High blood pressure patients, for example, only see their doctors three to four times a year on average, according to Dr. Richard Milani, chief clinical transformation officer at Ochsner hospital in New Orleans, Louisiana.

Proper care for a long-term illness requires more regular adjustments than those few times a year patients see a doctor, he says. But patients may not be able to come in more frequently, or afford to come in more frequently. If a patient’s health changes between visits, doctors have no way of knowing or helping.

But via HealthKit apps, Ochsner’s team has been monitoring some heart patients remotely. Doctors, nurses, and clinical pharmacists can track changes in a patient’s health, and if fluctuations are abnormal, the medical team will call the patient and change medication levels if necessary.

HealthKit apps also put patients on equal footing with their doctors. An appointment no longer has to be a Q&A session. Those health records are your records, Milani says. You’re entitled to access them, and you can control what goes in them.

“It’s a better way to practice,” said Dr. Milani.

Critics say the new technology is just another way for hospitals and doctors to deflect responsibility onto patients.

Proponents argue that gains will build over time. More data, interpreted the right way, means the right procedures will be performed at the right time. Patients who have information on their own health ask more informed questions. This leads to more productive visits, and possibly fewer of them.

Doctors and hospitals benefit similarly. Synchronized medical records can mean avoiding duplicate blood tests or X-rays. Fewer appointments reduce crowding and wait times, freeing schedules and rooms for bigger emergencies.

On the research side, experts are already saving time, money, and effort.

Dr. Alan Yeung, director of cardiovascular health at Stanford, is part of the team that developed the MyHeart Counts app, one of the first five ResearchKit apps.

He says researchers are excited to use Apple’s newest platform because it allows them to measure physical activity objectively.
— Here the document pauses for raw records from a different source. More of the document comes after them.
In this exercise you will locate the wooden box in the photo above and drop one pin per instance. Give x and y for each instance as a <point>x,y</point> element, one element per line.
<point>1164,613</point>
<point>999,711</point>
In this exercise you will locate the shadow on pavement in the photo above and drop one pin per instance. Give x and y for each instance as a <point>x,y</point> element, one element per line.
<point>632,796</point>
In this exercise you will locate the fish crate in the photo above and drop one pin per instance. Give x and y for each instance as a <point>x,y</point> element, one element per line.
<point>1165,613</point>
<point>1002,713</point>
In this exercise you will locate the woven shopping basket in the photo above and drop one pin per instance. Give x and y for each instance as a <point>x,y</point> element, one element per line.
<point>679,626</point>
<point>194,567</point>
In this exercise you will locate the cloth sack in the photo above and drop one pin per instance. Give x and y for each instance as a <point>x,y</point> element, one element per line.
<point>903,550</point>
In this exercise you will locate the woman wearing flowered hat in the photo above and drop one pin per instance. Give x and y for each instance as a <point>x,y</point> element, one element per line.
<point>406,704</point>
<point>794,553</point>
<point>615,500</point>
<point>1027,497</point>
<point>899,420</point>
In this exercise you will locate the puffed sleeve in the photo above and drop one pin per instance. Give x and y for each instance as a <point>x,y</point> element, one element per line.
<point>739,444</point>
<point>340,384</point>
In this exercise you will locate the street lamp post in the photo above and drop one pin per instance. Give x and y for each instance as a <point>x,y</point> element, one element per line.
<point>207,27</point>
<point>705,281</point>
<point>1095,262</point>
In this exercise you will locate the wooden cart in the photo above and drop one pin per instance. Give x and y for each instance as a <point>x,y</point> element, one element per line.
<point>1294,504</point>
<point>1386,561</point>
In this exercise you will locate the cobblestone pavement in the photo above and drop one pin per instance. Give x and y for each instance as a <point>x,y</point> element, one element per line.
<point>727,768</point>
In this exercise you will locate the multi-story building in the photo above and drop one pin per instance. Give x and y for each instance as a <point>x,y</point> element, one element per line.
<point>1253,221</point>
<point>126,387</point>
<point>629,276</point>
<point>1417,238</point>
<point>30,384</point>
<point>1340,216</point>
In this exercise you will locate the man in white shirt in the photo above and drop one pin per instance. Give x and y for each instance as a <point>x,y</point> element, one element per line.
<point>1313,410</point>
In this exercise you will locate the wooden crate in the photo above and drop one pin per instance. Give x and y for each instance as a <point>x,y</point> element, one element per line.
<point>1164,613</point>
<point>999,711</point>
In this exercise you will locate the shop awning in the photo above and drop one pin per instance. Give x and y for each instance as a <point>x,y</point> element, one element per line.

Traditionally, that data has been reliant in part on participants’ memories. Misremembering how much exercise a test subject performed can be avoided now, as well as redundant tests and additional costs associated with longer trials.

Yeung says he’s also enthusiastic about the global scale and speed of software platforms like ResearchKit.

More than 35,000 people downloaded MyHeart Counts the first day it launched, he says. Of those who downloaded it, about 15,000 completed the consent process to participate. To find that many participants using paper enrollment would have taken six months to a year, he added.